The dashboard resolves a pending oversight via:

ts
import { resolveOversight } from '@fuze-ai/agent'

await resolveOversight(adapter, {
  awakeableId,
  decision: 'modify',
  modifiedArgs: { subject: 'reviewer-edited', body: '...' },
  reviewerId: 'reviewer-42',
  reviewerSignature: ed25519DetachedSignature,
})

Drift refusal on resume

A run paused for review at 9am Monday and resumed Thursday may face model snapshot drift: OpenAI rotates system_fingerprint routinely; customers bump gpt-4o-2024-08-06 to gpt-4o-2024-11-20. Fuze's resumeRun enforces:

  • Snapshot drift + producesArt22Decision: true → refuse with ModelDriftAtResumeError. Reviewer can pass allowModelDrift: true to override after explicit acknowledgment (which itself becomes evidence).
  • Snapshot drift + non-Art22 → warn, record drift in evidence, proceed.
  • System-fingerprint-only drift → never blocks. Fingerprints rotate on infra changes, not model changes.

Soft-cancel on operator stop

Tools declare their I/O profile via softCancelTimeoutMs (default 10s):

ts
defineTool.personal({
  name: 'send_email',
  // ...
  softCancelTimeoutMs: 30000,  // wait up to 30s for SMTP I/O
})

defineTool.public({
  name: 'search_docs',
  // ...
  softCancelTimeoutMs: 2000,
})

When the operator hits stop, the in-flight tool gets up to its declared grace period. After that it's hard-killed with a cancellation_truncated evidence row noting the truncation. A separate emergency-abort path skips the grace period entirely; that decision is also evidenced.
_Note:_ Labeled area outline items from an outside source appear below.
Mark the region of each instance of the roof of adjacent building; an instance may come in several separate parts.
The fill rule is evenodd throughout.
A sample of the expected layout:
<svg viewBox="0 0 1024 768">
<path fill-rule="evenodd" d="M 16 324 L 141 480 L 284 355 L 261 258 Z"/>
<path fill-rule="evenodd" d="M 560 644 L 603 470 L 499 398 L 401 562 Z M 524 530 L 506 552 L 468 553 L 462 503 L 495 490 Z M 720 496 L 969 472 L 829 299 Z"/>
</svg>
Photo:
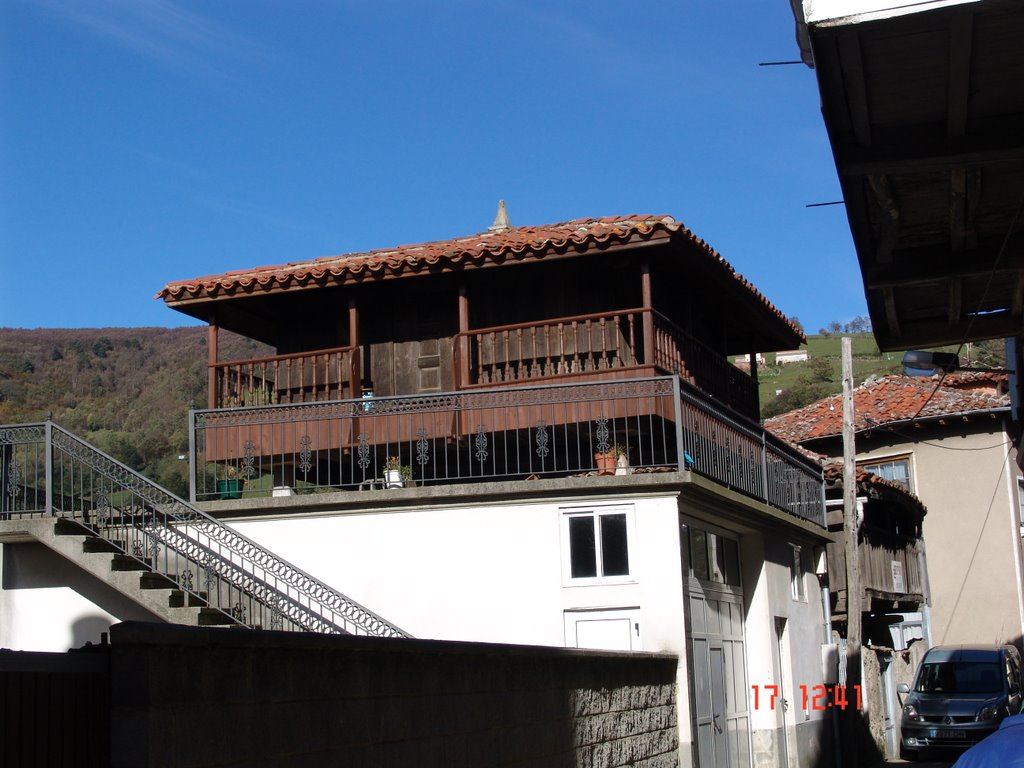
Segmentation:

What ships in @fuze-ai/agent today

  • defineAgent, defineAgentRole, fromMarkdown (+ fromMarkdown.dir)
  • runAgent, resumeRun, ModelDriftAtResumeError
  • PlanState, buildPlanTools, synthesizeDispatchTool, buildDispatchTools
  • requestOversight, resolveOversight, InMemoryDurableAdapter
  • Type exports: AgentRoleDefinition, DispatchResult<T>, AgentErrorCategory, PlanEvent, PlanStep, ReplayMode, OversightDecision, full ledger entry types

What's deferred

  • Real Restate adapter — the DurableExecutionAdapter interface is stable; the production package binds to restate.send / ctx.awakeable.
  • run.replay() execution — types are in place (ReplayMode, ReplayResult, drift shapes). Runtime needs a tool-output cache substrate.
  • OTel/OpenInference exporter — adapter, not contract; can ship anytime.
  • Four-eyes mode for biometric Annex III §1(a) — until a design partner needs it.